20 YEARS OF LITHUANIA IN INTERNATIONAL POLICY: FROM AN OBJECT TO A PLAYER
From a country with no decision rights in international policy Lithuania has turned into an independent, decision-making and equivalent state over the past twenty years, Minister of Foreign Affairs of Lithuania Audronius Ažubalis said on 24 November during the event that was held at the Ministry of Foreign Affairs to mark the role of the Lithuanian diplomatic service in ensuring the continuity of Lithuania’s statehood.
“We have taken a historic step away from being an enslaved nation, deprived of all rights and with decisions made for us. We have come a long way since the days when our efforts to integrate into Europe were evaluated and decisions were made regarding us until the greatest achievements of the re-established State of Lithuania and its diplomacy – joining NATO and the European Union in 2004. Today Lithuania is an equal partner among partners who determine the future of Europe and the world,” the Minister said.Minister A.Ažubalis emphasized the historic contribution of the Lithuanian diplomatic service into the preservation of Lithuania’s statehood.
According to the Minister, already Lithuanian Grand Duke Gediminas cared not only about the defence of the state, but also about its economic power. The letters of Gediminas that he had sent to Europe proclaimed that Lithuania was an open country to the artists, artisans, thinkers and educators of the day, guaranteed equal rights and protection, without discriminating among people on the basis of their ethnicity or religious beliefs. Minister A.Ažubalis thinks that today this would be called as investment and technology promotion and protection, tolerance, and economic diplomacy.

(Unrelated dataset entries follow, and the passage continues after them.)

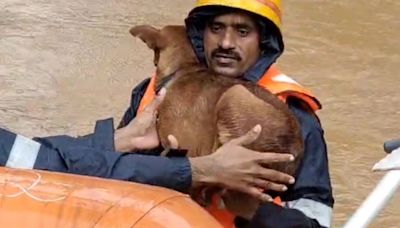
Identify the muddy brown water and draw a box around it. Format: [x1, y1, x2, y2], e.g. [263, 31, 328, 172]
[0, 0, 400, 227]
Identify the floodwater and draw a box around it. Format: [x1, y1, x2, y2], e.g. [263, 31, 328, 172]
[0, 0, 400, 227]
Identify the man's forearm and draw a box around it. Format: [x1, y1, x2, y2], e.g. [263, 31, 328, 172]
[0, 121, 191, 192]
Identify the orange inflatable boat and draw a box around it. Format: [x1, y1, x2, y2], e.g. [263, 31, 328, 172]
[0, 168, 221, 228]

“Lithuanian diplomacy did not decline also during the times of the Polish–Lithuanian Commonwealth. This year we celebrate the 245th birthday anniversary of statesman of the Grand Duchy of Lithuania Mykolas Kleopas Oginskis (Michał Kleofas Ogiński), who was Ambassador of the Polish–Lithuanian Commonwealth to the Netherlands, Great Britain,” Minister A.Ažubalis said.
At the beginning of the occupation in 1940, the Lithuanian diplomatic service went into exile and continued its work there under difficult conditions. The diplomatic service was the only institution of independent Lithuania, which ensured the continuity of statehood until the restoration of Lithuania’s independence in 1990.
When speaking about today’s current affairs, Minister A.Ažubalis stressed that Lithuania’s foreign policy was consistent and the international environment had never been safer for Lithuania as today.
“The agenda of the Lithuanian diplomatic service has become less visible, less “heroic”, but this is the way it should be in a normal, stable and self-confident country, which deals with a far broader set of issues. The Ministry of Foreign Affairs is now also a ministry for foreign trade, European affairs, development cooperation and Lithuanians living abroad,” Minister A.Ažubalis said.
The event at the Ministry of Foreign Affairs was attended by President of Lithuania Dalia Grybauskaitė, Chairman of the Supreme Council-Reconstituent Seimas Vytautas Landsbergis, Minister of Foreign Affairs A.Ažubalis, former Foreign Ministers and Chairmen of Committee on Foreign Affairs of the Seimas (Parliament), representatives from the Seimas, the Office of the President and the Government.
Foreign Minister A.Ažubalis conferred a Medal of the Ministry for the Merits in the Diplomatic Service on Birutė Fedaravičienė, a former employee at the Lithuanian Consulate General in Vilnius in 1939, who issued thousands of transit visas to Polish and Jewish refugees when the Second World War broke out. Medals were also conferred on the first diplomatic representative of Lithuania in Afghanistan Dainius Baublys and on diplomat Viktoras Dagilis for organizing the provision of aid by the Lithuanian Embassy in Georgia to citizens who were in Georgia during the Russia-Georgia war, as well as on diplomat Lina Žukauskaitė, who sought to help ill children in Lithuania when she worked at the Embassy of Lithuania in Japan.